Buoyed by De Bruyne’s free kick, City got its equalizer on almost the very next attack. Again De Bruyne was involved, getting inside the six-yard box and heading a cross down to Ilkay Gündogan, who was awarded the assist on Omar Marmoush’s followup shot only because he badly mishit De Bruyne’s setup. It was like the olden days of, uh, exactly one year ago, when City could go down a goal or even two and yet never lose the sense that an avalanche of goals was just a kick away.
The Mancs went into halftime level but with all the momentum. The intermission did nothing to impede this, since City scored the go-ahead goal almost straight out of the break. Again it was De Bruyne in the box teeing up a teammate (he started the match nominally as City’s striker, so it wasn’t a surprise to see him in such advanced positions), this time Mateo Kovacic, who sliced a low shot into the Palace goal. The party was on from then. James McAtee scored a fourth nine minutes later, Nico O’Reilly got a fifth in the 79th minute, and City looked more like scoring seven than conceding three. The Eagles, who had looked so formidable in that first half an hour, played out the final hour utterly declawed.

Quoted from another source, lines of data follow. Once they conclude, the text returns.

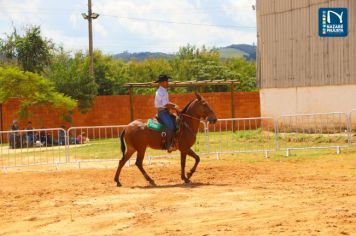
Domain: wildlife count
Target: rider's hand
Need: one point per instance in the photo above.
(177, 109)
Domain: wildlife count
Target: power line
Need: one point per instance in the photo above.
(179, 23)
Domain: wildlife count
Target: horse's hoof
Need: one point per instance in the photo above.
(189, 175)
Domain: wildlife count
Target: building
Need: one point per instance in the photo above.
(299, 71)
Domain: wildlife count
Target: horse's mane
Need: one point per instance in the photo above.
(187, 106)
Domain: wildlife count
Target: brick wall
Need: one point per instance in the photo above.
(115, 110)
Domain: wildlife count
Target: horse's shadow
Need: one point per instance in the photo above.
(182, 185)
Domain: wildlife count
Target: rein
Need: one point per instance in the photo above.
(194, 118)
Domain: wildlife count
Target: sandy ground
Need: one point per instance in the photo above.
(300, 196)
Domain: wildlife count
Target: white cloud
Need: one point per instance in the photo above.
(241, 12)
(115, 34)
(174, 35)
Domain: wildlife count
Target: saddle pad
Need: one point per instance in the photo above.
(155, 125)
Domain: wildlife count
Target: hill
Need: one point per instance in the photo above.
(234, 50)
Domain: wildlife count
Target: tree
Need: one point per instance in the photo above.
(31, 51)
(32, 90)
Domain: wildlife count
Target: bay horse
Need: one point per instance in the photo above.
(136, 137)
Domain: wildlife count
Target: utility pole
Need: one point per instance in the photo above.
(90, 18)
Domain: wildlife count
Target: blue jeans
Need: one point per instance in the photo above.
(167, 120)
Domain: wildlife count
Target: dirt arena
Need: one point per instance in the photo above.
(233, 196)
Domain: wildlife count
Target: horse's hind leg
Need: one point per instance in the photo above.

The three points put Man City into fourth place. Results since then—a Chelsea draw, a Newcastle win—dropped them a spot into fifth, but with renewed vigor ahead of what is sure to be a hard-fought run-in. City probably has the easiest remaining schedule of the five teams vying for the three UCL spots behind Liverpool and Arsenal. They also have a healthy, strong-willed, and motivated De Bruyne, who is sure to want to leave Manchester with a bang. This false 9 position he’s been playing recently looks to be a great fit for the player he is today, compensating for his declining athleticism by leaving him closer to goal, where his enduring vision and ball-striking can still take over matches.
City is into the semis of the F.A. Cup, and a win in that competition would be an appropriately sterling send-off for the most decorated, most iconic player in the club’s history. But the team’s most important job is to finish in the top five. And there’s never been anyone better at getting Manchester City exactly where he wants them to be than Kevin De Bruyne.